Tout ne peut pas reposer sur la puissance publique, tout ne peut pas reposer uniquement sur les forces privées non plus, il faut que nous arrivions à bâtir un nouveau pacte entre les financeurs publics et les financeurs privés.

Nous avons un certain nombre d’initiatives qui ont été lancé en la matière, je voudrais en citer deux : les principes du G20 pour les investissements des infrastructures de qualité et je remercie l’ambassadeur indien de sa présence quand nos partenaires indiens ont pris la décision de poursuivre ce travail d'orientation stratégique et de remise à niveau.
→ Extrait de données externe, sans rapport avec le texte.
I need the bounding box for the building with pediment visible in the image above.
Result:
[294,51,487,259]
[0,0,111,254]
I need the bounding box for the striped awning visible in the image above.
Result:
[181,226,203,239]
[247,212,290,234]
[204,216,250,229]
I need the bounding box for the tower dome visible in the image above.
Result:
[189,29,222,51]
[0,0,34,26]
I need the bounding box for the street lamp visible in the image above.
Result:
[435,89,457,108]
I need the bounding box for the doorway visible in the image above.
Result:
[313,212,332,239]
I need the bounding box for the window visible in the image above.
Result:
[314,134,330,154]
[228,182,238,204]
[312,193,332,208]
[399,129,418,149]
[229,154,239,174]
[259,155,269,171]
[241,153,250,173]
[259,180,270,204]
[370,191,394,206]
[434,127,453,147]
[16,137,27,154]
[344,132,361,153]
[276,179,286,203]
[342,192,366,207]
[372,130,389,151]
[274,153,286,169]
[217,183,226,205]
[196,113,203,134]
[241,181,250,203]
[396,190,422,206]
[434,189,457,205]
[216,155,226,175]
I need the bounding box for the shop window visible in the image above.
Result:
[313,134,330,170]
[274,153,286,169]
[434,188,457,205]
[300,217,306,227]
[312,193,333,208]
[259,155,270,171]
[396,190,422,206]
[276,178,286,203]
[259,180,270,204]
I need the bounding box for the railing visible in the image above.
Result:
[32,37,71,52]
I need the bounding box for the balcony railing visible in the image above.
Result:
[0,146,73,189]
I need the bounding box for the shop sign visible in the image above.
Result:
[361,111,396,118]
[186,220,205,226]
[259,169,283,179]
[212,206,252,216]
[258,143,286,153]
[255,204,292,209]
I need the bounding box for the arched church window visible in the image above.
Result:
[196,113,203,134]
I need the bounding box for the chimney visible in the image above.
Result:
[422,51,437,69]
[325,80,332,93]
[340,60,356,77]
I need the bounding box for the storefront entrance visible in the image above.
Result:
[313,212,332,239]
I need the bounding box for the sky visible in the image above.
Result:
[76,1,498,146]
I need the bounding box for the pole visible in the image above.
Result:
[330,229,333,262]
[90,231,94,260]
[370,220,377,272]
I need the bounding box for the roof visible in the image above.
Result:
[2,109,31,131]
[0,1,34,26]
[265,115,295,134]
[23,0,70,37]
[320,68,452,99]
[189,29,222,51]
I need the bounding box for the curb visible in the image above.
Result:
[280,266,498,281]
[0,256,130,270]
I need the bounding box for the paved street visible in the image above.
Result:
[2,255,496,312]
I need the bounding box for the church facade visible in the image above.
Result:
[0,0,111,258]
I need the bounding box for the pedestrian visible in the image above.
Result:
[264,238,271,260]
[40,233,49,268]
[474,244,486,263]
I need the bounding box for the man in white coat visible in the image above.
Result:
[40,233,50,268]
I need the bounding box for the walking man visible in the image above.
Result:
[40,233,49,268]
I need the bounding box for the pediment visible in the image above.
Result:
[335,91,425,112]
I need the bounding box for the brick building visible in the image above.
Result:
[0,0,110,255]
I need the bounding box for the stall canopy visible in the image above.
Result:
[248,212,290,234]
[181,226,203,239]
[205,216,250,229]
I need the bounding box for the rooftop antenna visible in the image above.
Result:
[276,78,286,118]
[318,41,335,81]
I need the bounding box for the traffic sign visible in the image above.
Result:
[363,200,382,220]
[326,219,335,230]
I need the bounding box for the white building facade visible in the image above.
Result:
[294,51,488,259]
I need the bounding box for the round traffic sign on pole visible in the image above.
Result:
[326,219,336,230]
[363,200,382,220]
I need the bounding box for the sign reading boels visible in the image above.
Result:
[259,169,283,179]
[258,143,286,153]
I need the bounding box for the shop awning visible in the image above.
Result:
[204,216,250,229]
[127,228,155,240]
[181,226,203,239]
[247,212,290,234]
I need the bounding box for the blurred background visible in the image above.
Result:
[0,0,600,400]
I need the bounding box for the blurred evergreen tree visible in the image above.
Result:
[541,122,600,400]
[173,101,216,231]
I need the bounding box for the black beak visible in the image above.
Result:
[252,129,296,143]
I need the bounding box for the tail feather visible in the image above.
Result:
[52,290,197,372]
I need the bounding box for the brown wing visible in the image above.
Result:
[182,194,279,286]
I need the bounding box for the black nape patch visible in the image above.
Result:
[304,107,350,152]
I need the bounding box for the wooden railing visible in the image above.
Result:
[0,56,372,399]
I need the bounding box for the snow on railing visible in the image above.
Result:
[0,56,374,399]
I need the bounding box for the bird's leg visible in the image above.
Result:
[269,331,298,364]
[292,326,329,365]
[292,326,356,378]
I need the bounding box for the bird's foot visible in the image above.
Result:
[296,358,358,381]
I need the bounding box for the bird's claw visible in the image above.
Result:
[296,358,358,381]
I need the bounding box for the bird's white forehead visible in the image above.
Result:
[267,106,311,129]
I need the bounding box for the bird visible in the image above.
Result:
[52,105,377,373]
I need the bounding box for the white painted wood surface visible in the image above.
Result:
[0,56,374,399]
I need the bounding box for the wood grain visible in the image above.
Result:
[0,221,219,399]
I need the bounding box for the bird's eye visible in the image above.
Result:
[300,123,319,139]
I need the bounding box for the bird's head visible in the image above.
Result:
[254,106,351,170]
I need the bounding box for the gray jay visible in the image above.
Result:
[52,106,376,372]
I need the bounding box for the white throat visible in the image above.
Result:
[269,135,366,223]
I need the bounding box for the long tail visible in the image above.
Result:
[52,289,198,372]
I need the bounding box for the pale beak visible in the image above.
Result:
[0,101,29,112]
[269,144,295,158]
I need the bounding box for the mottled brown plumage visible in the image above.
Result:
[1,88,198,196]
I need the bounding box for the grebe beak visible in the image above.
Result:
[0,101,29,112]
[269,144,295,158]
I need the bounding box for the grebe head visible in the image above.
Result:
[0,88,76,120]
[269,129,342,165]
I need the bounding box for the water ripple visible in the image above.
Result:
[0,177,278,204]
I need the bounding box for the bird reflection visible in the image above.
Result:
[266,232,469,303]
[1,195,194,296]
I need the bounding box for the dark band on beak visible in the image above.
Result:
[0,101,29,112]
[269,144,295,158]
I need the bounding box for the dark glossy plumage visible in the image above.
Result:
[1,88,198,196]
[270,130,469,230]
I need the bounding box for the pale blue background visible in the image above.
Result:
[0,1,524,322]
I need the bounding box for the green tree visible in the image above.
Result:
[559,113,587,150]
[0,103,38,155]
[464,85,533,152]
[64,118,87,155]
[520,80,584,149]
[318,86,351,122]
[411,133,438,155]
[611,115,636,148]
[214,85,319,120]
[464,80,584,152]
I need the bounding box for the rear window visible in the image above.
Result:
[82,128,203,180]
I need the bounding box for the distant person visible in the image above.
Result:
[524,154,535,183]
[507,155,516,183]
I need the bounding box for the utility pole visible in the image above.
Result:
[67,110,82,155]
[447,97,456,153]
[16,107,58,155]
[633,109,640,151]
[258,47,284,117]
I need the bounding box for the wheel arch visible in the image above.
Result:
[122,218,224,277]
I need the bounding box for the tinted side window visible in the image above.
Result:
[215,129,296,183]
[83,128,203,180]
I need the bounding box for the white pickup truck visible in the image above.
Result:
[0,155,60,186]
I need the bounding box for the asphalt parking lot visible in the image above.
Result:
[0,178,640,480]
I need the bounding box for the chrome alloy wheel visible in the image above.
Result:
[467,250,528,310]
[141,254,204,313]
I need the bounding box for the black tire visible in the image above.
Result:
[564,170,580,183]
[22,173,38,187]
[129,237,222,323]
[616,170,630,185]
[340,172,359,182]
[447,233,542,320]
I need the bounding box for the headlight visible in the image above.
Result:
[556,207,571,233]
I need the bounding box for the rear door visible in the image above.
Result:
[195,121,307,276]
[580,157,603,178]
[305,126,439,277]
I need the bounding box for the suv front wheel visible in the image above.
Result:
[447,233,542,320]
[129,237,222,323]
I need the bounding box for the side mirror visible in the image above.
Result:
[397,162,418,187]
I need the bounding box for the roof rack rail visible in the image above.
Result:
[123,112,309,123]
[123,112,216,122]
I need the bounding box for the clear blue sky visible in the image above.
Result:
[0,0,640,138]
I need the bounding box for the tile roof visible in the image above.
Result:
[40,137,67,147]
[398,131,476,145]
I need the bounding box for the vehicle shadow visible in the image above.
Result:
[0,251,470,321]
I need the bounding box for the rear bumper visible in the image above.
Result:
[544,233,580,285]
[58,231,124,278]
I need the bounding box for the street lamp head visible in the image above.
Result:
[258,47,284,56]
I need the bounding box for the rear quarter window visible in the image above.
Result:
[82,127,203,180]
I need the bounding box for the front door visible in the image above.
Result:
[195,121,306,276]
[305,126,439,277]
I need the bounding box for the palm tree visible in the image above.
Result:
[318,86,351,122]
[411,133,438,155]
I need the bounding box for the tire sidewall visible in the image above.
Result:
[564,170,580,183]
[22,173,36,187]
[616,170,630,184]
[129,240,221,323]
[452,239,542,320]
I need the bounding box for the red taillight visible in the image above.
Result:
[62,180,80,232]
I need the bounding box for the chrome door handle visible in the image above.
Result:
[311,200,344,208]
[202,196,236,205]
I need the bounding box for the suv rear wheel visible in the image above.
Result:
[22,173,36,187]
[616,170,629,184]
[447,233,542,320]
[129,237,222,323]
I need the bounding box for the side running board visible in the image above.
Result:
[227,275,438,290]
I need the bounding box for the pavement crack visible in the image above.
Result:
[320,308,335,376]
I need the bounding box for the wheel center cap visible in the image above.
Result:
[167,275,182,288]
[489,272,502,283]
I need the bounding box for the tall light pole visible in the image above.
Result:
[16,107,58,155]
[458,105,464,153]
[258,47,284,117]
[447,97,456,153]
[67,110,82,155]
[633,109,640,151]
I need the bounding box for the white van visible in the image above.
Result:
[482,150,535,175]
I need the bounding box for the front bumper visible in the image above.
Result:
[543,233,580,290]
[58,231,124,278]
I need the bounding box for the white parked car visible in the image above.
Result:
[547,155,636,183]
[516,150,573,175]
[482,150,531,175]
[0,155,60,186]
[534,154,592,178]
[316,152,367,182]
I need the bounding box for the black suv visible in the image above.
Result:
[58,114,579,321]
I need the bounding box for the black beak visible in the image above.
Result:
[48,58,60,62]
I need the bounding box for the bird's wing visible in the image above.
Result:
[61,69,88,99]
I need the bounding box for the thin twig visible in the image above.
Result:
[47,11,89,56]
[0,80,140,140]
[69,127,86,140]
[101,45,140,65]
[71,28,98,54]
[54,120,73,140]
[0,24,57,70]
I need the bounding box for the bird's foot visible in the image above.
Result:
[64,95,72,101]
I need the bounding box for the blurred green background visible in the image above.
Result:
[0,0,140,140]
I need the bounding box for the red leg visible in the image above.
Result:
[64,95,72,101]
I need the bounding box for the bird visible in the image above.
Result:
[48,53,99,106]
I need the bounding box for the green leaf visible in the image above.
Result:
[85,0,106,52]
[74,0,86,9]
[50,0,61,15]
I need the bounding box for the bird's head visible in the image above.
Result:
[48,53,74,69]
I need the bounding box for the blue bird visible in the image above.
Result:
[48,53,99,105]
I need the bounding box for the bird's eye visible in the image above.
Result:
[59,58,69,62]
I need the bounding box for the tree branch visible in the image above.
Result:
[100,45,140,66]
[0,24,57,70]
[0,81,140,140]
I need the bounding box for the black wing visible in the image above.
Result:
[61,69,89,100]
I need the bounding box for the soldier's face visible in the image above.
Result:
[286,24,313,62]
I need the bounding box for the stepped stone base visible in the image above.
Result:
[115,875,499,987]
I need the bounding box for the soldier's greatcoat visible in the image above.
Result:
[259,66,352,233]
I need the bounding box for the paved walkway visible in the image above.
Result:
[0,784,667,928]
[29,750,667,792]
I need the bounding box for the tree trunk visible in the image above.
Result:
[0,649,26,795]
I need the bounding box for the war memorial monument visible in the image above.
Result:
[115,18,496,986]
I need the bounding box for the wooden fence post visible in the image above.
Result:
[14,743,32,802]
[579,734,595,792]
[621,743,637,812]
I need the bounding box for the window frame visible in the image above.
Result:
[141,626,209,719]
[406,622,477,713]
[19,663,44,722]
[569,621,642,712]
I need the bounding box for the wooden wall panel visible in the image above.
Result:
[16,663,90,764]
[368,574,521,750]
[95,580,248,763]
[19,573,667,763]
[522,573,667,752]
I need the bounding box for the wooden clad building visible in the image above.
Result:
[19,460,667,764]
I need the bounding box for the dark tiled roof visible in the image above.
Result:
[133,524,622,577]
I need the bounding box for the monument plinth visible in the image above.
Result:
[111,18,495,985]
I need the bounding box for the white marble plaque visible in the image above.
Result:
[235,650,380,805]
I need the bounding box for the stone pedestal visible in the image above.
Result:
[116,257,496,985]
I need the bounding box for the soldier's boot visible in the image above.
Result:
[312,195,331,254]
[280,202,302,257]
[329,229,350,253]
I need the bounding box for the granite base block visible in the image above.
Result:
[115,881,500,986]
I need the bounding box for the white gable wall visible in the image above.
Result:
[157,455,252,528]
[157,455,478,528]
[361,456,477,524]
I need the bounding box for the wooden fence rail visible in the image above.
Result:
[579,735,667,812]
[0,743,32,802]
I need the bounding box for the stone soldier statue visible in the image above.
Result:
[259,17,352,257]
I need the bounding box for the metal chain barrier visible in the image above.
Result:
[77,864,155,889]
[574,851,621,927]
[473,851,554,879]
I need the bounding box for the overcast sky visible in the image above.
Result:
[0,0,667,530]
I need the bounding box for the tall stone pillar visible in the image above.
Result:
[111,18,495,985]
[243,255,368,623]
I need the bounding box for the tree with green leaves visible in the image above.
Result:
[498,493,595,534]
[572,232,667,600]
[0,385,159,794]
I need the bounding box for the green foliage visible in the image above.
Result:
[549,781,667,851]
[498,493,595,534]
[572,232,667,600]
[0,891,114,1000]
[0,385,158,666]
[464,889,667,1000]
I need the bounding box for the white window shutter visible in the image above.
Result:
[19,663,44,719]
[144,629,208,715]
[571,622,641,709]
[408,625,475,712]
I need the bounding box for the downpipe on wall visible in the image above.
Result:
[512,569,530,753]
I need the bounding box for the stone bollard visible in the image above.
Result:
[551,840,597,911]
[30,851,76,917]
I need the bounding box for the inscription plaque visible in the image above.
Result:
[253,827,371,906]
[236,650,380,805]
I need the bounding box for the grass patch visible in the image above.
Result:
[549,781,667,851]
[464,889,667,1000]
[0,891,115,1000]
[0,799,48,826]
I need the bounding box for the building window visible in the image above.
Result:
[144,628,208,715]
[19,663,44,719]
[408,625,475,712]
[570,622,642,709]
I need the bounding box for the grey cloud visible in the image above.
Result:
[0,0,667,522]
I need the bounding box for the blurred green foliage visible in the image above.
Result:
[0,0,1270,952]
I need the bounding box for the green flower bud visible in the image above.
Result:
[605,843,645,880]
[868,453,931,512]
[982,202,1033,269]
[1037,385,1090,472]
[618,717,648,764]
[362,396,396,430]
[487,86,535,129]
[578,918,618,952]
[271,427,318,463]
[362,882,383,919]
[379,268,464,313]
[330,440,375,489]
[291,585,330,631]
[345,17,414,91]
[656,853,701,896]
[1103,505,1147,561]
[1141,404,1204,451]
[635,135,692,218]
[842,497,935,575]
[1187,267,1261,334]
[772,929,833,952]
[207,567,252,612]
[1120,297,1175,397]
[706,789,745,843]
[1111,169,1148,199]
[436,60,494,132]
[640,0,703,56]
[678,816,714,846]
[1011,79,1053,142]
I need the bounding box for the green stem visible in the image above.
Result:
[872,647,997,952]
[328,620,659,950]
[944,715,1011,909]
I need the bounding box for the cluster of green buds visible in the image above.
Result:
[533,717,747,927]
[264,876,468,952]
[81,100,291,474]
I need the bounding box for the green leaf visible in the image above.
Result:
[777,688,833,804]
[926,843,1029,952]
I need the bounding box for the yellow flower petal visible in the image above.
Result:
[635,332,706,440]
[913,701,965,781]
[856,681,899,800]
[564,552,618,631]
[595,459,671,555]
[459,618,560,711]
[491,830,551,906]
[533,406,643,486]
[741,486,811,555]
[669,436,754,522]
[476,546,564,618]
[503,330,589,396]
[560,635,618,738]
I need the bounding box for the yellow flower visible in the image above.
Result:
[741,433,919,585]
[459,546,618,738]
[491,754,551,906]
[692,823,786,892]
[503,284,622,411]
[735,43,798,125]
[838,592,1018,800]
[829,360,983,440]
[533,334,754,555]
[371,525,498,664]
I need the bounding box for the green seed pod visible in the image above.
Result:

Je me rendrai à New Delhi dans quelques semaines pour en discuter avec nos partenaires indiens.

Nous avons également une autre initiative lancée par le Premier ministre Modi lors du sommet action climat de l'ONU en 2019. La Coalition for Disaster Resilient Infrastructure (CDRI), qui a été lancée en 2019 et qui vise à encourager la réalisation d'infrastructures résilientes aux catastrophes naturelles et aux aléas climatiques. Je voudrais saluer cette initiative du Premier ministre Modi. Nous avons eu l'occasion d'en parler avec le président de la République et le Premier ministre Modi lors de sa visite à Paris. Et je voudrais confirmer à l'ambassadeur notre intention de soutenir cette coalition.

La France, évidemment, souhaite se mettre au coeur de ces grandes transformations. D'abord pour le faire, il faut qu'elle reste attractive : attractive globalement et attractive plus particulièrement sur le financement des infrastructures.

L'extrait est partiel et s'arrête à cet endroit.